La thèse de l'ouvrage est claire. A partir d'env. 1800, on observe dans la littérature française une «naturisation de l'homme» qui implique une vision négative de l'âme humaine et qui s'oppose à I'«humanisation de la nature» par laquelle les Lumières et le préromantisme affirmaient leur optimisme ontologique. La naturisation consiste à décrire la psychologie d'un personnage à l'aide d'images tirées de la nature extérieure ou à lui attribuer des qualités animales. Enfin, cette naturisation est liée à une certaine technique romanesque, la «mystification.» Celle-ci consiste à présenter le personnage principal (ou un autre personnage important) comme enveloppé de mystère; ses actes restent une énigme aux yeux des autres personnages, voire même aux siens propres et le mystère n'est levé qu'à mesure que progresse l'action.

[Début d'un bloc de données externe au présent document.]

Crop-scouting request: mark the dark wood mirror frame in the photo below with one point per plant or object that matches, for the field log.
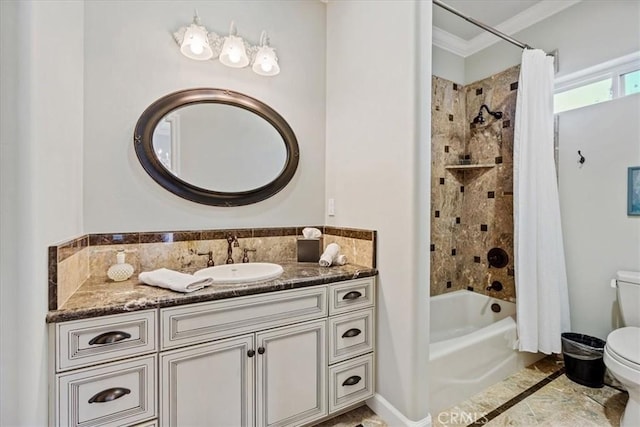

Le roman noir popularisa le procédé, dont le meilleur exemple est peut-être Mademoiselle de Maupin.

Les textes qui servent à la démonstration de cette thèse sont les œuvres des grands romanciers romantiques, Mme de Staël, Chateaubriand, Senancour, Hugo, Sand, Musset, Balzac, Sainte-Beuve, Gautier, le jeune Flaubert. Seul auteur «mineur» étudié, Eugène Sue, dont les romans semblent d'ailleurs connaître une certaine vogue critique (cf. l'étude d'Umberto Eco, récemment reprise dans The Role of thè Reader, N.Y. 1979).

Selon une formule agréable, AS étudie d'abord la naturisation de l'homme au sens strict, en établissant une série numérotée d'images où l'on voit la psychologie humaine sous forme de scènes de la nature. AS systématise ces images d'après le rapport entre image et sentiment, et il montre que la nature qui sert à illustrer les moments de l'âme romantique est souvent très précise, presque toujours d'un caractère menaçant, mystérieux et sombre et qu'elle évoque de préférence l'existence de profondeurs inquiétantes dans les bas-fonds de l'âme. AS étudie de la même façon les images animales en énumérant les diverses espèces animales utilisées par les romantiques: serpent, tigre, loup, etc. Le procédé trouve son point culminant dans le fameux passage á'Atala (passage qui a sans doute été à l'ongine même de la recherche d'AS), où Chateaubriand compare le cœur de l'homme à un puits au fond duquel «Vous apercevez un large crocodile, que le puits nourrit dans ses eaux.» (cit. p. 100).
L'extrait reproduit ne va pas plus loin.